Implications of using a joint bank account instead of a Lasting Power of Attorney

A recent survey has revealed that a staggering number of people have granted relatives informal access to their bank accounts.

A Lasting Power of Attorney (LPA) is a formal document by which an individual can give one or more people access to their financial affairs and the power to spend money on their behalf.

It is relatively simple to set up and register, but it seems that many older people are choosing to give others informal access to their bank accounts instead.

A recent survey carried out by the Co-operative Society found that a quarter of over-45 year olds have been given access to the bank account of someone other than their spouse.

While this may seem like an easy solution to allow people to help out older relatives, the truth of the matter is that there are serious implications for all involved.

Why granting informal access to a bank account should be avoided.

Firstly, there is no protection for the owner of the bank account. The access will not be supervised in any way and it may become increasingly hard for the person granting the access to keep a check on their finances.

It offers great scope for abuse by the person to whom the access is granted. While they may start out with good intentions, the temptation to misappropriate funds might be hard to resist.
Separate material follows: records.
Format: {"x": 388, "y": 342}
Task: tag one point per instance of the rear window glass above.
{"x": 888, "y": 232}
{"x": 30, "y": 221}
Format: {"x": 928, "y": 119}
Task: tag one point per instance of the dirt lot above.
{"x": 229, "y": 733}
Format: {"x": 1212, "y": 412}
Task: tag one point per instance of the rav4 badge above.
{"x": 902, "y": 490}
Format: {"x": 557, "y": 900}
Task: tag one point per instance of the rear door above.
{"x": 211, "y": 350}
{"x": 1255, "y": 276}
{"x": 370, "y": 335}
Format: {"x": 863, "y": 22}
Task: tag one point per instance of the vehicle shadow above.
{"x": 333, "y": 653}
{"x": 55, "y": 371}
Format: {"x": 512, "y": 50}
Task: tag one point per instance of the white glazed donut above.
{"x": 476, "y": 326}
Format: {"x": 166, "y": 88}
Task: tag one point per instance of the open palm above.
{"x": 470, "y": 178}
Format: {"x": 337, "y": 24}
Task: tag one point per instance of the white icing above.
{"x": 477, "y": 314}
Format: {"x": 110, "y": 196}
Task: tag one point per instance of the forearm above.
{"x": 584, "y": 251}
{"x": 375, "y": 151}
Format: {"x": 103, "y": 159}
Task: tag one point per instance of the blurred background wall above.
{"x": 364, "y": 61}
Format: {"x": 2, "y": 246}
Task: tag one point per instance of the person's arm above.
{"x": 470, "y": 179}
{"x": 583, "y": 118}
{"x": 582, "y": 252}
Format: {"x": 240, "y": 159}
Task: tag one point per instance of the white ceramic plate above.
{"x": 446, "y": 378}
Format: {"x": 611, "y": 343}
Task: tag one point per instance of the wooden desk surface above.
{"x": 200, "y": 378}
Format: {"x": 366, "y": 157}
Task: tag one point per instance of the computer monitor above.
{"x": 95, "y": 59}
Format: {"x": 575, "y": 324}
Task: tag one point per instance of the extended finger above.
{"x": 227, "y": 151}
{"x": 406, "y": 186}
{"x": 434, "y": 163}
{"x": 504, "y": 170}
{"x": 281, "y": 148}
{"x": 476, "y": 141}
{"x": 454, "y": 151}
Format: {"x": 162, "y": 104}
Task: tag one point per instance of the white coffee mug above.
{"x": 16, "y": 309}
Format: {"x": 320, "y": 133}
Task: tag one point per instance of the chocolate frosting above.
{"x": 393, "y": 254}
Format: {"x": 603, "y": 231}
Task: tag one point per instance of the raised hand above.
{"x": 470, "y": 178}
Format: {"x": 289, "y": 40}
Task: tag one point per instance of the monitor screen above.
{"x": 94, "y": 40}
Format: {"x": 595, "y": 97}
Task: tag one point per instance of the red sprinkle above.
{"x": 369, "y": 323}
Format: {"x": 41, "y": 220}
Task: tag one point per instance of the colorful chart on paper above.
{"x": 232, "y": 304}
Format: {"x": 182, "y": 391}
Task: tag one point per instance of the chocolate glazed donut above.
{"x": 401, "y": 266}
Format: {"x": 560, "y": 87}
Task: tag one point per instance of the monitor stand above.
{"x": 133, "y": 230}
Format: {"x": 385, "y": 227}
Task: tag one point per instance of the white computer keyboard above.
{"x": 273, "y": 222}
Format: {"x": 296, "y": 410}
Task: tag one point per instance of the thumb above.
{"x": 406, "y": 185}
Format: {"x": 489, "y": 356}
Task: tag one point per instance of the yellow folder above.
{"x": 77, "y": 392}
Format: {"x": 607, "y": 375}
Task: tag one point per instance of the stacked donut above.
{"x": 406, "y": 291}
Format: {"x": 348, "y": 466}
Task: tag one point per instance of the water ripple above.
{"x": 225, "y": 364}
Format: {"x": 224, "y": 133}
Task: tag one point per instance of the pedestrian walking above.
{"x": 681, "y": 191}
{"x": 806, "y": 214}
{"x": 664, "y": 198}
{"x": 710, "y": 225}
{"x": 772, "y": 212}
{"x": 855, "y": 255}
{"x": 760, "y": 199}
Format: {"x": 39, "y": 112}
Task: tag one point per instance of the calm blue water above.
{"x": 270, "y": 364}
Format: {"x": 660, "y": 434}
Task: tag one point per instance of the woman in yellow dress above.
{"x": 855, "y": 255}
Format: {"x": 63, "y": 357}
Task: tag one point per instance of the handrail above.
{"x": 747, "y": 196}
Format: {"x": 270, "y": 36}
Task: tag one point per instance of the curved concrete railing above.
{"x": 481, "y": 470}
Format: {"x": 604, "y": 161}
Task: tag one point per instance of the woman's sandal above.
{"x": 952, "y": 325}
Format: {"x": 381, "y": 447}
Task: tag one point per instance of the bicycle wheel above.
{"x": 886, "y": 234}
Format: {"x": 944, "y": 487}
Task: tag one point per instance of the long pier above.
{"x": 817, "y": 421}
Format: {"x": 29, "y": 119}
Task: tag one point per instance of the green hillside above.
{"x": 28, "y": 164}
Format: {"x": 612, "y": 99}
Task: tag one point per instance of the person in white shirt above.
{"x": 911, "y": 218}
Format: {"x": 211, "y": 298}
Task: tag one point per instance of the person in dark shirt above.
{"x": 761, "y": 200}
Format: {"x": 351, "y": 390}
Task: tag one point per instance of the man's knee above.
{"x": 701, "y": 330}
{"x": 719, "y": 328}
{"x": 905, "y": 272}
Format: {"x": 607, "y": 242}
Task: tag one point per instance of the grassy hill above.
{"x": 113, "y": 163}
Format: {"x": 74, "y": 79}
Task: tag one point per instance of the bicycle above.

If the person owning the bank account dies, the administration of their estate may be delayed as investigations are made into any improper use of funds by the person with access.

There is also room for suspicion by other relatives if there has been no supervision over years of informal access.

The advantages of using a Lasting Power of Attorney.

By using a formal document to give someone official access to your financial affairs, everything is kept above board and visible.

There is far less scope for abuse as the document is registered with the Office of the Public Guardian (OPG) once it is put into use and the OPG will supervise the attorney’s activities.

If the OPG suspects that the best interests of the person granting the LPA are not being observed, they have the power to investigate. They can remove the attorney and appoint a replacement if they find any impropriety.

How to set up a Lasting Power of Attorney

An LPA can be completed before it is needed and then kept until the time that you decide you need an attorney to help with your affairs, when it will be officially registered.